Часть 9 из 29 В начало
Для доступа к библиотеке пройдите авторизацию
С другой стороны, в войне с Англией возникла пауза, и надо было занять целую армию наемников. Наемники столетней войны — нечто трудно описуемое, но я постараюсь. Эти люди были войной. Они на ней выросли, возмужали, они жили смертью и кровью, и они совсем ничего не знали о дембеле.
Собственно, распустить наемные банды было реально проблематично — когда война оканчивалась, деклассированный наемник, если он не был рыцарем-помещиком, не находил себе места. С приобретенными на войне навыками крестьянин уже не годился быть крепостным; в городе на демобилизованного смотрели с опаской.

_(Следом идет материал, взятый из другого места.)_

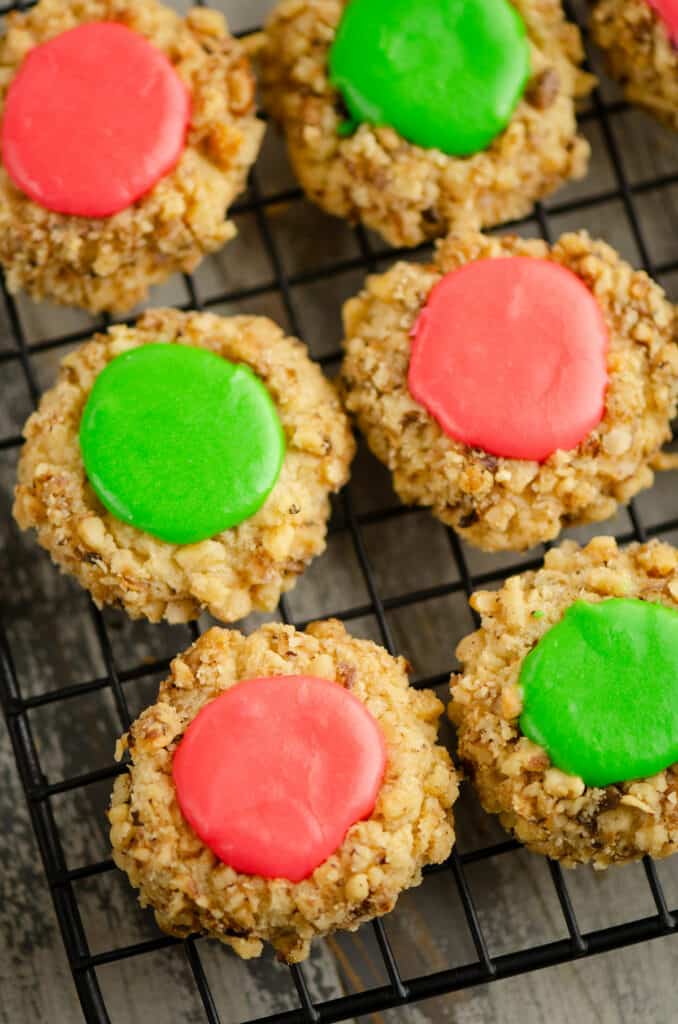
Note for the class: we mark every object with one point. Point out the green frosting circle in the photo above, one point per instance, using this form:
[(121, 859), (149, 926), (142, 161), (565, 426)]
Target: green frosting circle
[(445, 74), (179, 442), (600, 691)]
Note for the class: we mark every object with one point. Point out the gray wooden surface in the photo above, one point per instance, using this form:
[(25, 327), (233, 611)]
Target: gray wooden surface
[(53, 643)]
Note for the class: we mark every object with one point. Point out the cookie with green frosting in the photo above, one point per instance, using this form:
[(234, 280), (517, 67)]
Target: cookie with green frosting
[(568, 721), (185, 463), (417, 117)]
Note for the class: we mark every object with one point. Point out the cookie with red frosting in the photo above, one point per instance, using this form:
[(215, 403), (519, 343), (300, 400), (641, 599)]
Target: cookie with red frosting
[(513, 387), (284, 785), (566, 702), (640, 42), (127, 131), (392, 121)]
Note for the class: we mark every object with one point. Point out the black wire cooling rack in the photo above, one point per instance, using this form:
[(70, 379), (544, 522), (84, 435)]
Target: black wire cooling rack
[(396, 992)]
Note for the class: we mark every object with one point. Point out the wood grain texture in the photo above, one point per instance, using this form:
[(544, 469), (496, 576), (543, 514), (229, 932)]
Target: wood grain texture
[(53, 642)]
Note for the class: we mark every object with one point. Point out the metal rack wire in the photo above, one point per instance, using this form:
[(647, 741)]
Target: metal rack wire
[(396, 992)]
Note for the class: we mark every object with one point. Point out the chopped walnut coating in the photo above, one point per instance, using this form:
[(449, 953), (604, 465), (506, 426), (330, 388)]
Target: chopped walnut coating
[(640, 54), (411, 824), (242, 569), (552, 812), (512, 504), (407, 193), (109, 263)]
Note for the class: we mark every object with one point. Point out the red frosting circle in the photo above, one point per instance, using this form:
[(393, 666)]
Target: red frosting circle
[(668, 11), (92, 120), (510, 356), (273, 772)]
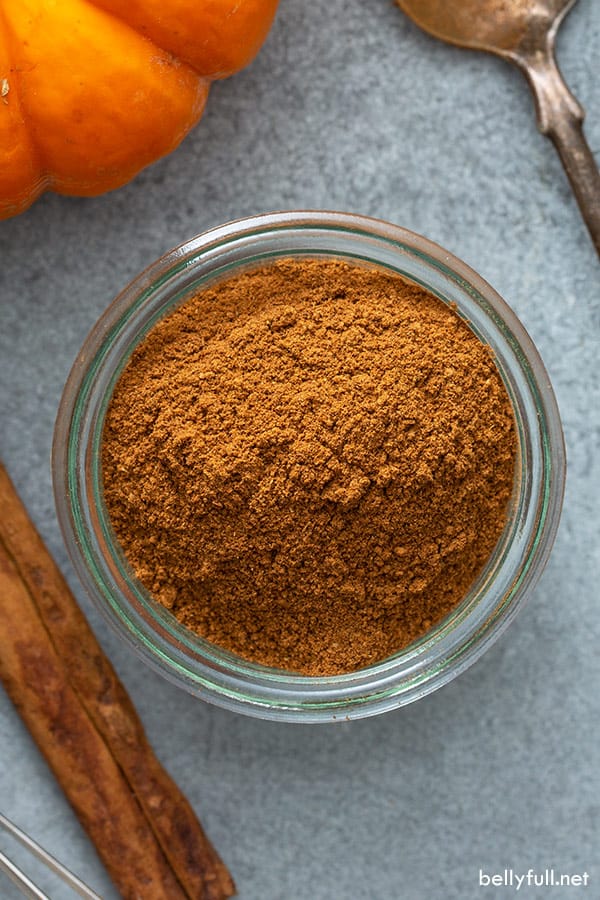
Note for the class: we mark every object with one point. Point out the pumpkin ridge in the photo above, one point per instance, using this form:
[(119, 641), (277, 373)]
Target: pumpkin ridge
[(111, 13), (37, 180), (213, 39)]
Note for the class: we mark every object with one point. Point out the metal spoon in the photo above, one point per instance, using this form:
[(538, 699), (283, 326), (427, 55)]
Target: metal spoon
[(524, 33)]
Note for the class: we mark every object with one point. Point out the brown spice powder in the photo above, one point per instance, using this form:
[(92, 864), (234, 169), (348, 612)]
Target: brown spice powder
[(309, 463)]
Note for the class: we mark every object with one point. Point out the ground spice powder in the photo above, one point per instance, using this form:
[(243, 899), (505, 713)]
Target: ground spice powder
[(309, 463)]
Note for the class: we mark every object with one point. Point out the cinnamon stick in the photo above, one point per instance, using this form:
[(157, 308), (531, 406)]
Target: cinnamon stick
[(83, 721)]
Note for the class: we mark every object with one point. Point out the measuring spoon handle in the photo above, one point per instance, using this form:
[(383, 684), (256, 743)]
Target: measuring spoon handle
[(560, 117)]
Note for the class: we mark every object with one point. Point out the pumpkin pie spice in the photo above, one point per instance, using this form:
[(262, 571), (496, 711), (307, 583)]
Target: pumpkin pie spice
[(309, 463)]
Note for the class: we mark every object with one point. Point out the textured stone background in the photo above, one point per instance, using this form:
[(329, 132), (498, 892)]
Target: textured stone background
[(349, 106)]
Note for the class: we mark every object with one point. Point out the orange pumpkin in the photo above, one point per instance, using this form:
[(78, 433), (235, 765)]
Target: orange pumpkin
[(91, 91)]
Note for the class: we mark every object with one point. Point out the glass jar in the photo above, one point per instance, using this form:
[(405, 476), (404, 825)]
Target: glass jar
[(208, 671)]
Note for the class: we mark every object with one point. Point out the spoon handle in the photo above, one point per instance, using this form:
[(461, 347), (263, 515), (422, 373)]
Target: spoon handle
[(560, 117)]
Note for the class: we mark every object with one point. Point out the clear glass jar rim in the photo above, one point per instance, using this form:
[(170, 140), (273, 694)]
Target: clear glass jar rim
[(245, 687)]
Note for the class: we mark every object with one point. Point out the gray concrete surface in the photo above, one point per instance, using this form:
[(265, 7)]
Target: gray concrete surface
[(350, 107)]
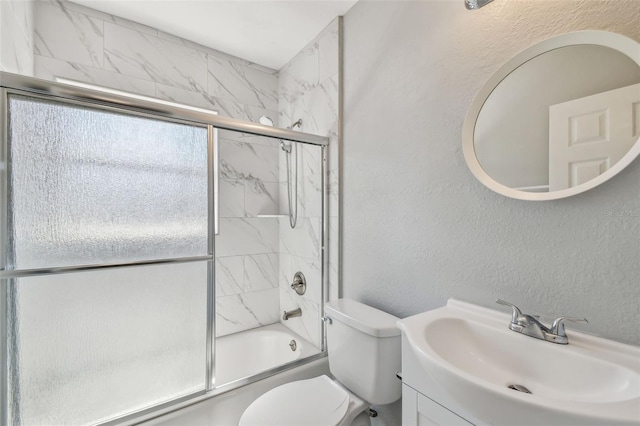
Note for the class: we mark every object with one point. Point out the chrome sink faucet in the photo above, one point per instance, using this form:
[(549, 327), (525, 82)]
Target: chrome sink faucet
[(530, 325)]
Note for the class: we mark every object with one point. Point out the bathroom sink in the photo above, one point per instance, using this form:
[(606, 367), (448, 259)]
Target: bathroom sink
[(503, 377)]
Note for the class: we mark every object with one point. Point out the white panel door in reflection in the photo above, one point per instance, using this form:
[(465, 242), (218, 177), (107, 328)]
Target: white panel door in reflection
[(589, 135)]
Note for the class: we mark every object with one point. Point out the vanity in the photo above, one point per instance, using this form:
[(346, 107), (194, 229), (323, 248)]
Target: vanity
[(462, 364)]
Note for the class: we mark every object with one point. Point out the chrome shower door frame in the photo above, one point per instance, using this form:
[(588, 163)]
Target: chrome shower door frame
[(142, 106)]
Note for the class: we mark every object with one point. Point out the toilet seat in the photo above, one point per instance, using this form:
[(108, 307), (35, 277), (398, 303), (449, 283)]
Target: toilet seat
[(317, 401)]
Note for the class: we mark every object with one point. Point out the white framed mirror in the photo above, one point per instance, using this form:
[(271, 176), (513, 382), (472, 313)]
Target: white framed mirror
[(558, 119)]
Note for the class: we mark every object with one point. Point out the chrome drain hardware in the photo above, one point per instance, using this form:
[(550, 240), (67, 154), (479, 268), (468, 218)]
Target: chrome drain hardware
[(519, 388)]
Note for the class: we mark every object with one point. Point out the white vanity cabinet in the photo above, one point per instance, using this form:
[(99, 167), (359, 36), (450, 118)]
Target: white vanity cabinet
[(418, 410), (423, 402)]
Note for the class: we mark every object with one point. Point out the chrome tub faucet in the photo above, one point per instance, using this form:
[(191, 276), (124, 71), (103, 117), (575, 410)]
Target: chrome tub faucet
[(292, 314), (529, 325)]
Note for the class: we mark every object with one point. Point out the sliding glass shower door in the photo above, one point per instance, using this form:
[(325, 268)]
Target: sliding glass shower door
[(106, 262)]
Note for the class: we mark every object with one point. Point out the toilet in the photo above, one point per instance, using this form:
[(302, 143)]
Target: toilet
[(363, 345)]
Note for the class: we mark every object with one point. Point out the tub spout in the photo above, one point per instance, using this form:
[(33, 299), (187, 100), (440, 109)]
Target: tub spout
[(292, 314)]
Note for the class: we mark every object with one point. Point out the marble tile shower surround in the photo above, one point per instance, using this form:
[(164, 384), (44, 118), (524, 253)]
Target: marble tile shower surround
[(80, 43), (308, 88), (16, 37)]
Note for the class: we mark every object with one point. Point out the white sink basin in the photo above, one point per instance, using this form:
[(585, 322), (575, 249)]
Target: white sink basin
[(470, 352)]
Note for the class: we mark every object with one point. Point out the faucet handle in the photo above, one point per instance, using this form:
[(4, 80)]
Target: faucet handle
[(516, 311), (557, 327)]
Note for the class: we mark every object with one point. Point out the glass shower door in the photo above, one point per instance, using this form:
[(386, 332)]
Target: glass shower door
[(106, 261)]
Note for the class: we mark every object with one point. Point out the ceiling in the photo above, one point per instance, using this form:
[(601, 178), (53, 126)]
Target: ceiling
[(266, 32)]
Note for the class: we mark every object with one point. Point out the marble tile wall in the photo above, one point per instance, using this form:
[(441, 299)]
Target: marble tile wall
[(80, 43), (308, 89), (16, 36)]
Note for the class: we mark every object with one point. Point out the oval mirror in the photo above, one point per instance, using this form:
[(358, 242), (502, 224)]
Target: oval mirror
[(559, 118)]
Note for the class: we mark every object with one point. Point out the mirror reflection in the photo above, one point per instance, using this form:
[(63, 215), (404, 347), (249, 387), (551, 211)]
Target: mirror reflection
[(560, 119)]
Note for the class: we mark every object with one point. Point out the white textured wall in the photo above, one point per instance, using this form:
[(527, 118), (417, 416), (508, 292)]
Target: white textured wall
[(417, 227), (16, 36)]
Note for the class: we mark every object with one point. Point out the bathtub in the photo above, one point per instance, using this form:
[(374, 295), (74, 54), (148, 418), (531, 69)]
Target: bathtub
[(253, 351)]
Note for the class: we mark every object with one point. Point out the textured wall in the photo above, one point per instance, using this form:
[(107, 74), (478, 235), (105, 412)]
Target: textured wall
[(417, 227), (16, 36), (83, 44), (308, 90)]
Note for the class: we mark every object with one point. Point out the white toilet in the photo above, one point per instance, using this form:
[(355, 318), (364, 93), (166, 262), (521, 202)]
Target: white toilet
[(364, 354)]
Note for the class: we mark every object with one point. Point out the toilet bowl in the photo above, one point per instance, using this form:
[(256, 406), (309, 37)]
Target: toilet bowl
[(364, 354), (317, 401)]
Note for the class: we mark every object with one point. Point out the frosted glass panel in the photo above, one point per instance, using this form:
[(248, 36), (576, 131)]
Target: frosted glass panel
[(90, 186), (87, 347)]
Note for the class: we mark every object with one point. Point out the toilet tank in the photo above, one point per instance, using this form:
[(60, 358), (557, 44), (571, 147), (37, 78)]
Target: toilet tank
[(364, 350)]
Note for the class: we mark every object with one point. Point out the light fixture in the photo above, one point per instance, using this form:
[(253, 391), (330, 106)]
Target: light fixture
[(475, 4)]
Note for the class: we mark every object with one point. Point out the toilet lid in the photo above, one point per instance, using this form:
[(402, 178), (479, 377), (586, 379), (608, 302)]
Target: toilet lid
[(314, 402)]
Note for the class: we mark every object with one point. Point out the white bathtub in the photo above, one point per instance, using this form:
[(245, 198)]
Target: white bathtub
[(253, 351)]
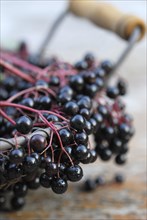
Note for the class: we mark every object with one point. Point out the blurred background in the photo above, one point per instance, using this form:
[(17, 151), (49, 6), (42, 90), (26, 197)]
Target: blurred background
[(30, 21)]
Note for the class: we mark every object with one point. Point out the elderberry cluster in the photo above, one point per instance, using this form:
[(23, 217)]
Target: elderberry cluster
[(55, 116)]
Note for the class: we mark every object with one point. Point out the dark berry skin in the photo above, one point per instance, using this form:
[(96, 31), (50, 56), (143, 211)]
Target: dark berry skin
[(77, 122), (29, 164), (122, 87), (108, 132), (87, 160), (45, 180), (37, 157), (100, 73), (54, 81), (51, 168), (81, 152), (66, 135), (81, 138), (91, 89), (71, 108), (59, 186), (16, 156), (69, 151), (63, 98), (14, 171), (24, 124), (85, 113), (98, 117), (103, 110), (94, 124), (84, 102), (100, 181), (77, 82), (120, 159), (112, 92), (116, 145), (44, 161), (88, 127), (34, 184), (90, 77), (20, 189), (93, 156), (38, 142), (74, 173), (107, 66), (45, 102), (17, 202)]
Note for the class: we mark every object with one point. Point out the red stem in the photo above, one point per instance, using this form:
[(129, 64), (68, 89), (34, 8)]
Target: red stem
[(7, 117), (19, 62), (16, 71)]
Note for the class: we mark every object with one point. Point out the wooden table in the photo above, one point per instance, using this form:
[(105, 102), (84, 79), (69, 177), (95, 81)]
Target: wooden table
[(113, 201)]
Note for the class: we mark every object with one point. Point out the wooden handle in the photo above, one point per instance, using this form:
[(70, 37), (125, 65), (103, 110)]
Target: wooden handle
[(107, 16)]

И не без причины.
Главный рынок наемничества представляла Фландрия (особенно Брабант, откуда брабансоны), так как в этом углу Европы было удобно вербовать и Германии, и Франции, и Англии. Уже в 1171 г. между Фридрихом Барбаросса и французским королем Людовиком VII было заключено взаимное обязательство — не терпеть в своих государствах «бесславных людей, брабансонами или которелями называемых». Ни один их вассал не должен был допускать, чтобы такой человек (т. е. бывший наемник) женился на их земле или поступил на постоянную службу. За предоставление работы и угла демобилизованному епископ отлучал от церкви (!), а соседи силой принуждали выгнать демобилизованного. Через 8 лет Латеранский собор грозил сильнейшими карами против наемников всех категорий и национальностей, а в 1215 г. Великая Хартия Вольности вовсе запрещала наемничество.
В этих условиях вызываемые к существованию каждой войной наемники поневоле, как люди, которых демобилизация ставила вне закона, складывались в тесно сплоченные товарищества, в компании. В особенно трудном положении оказывалась Франция в перерывы Столетней войны. Но чтобы дать отпор английским наемным войскам, французы были вынуждены завести и у себя многочисленные наемные части.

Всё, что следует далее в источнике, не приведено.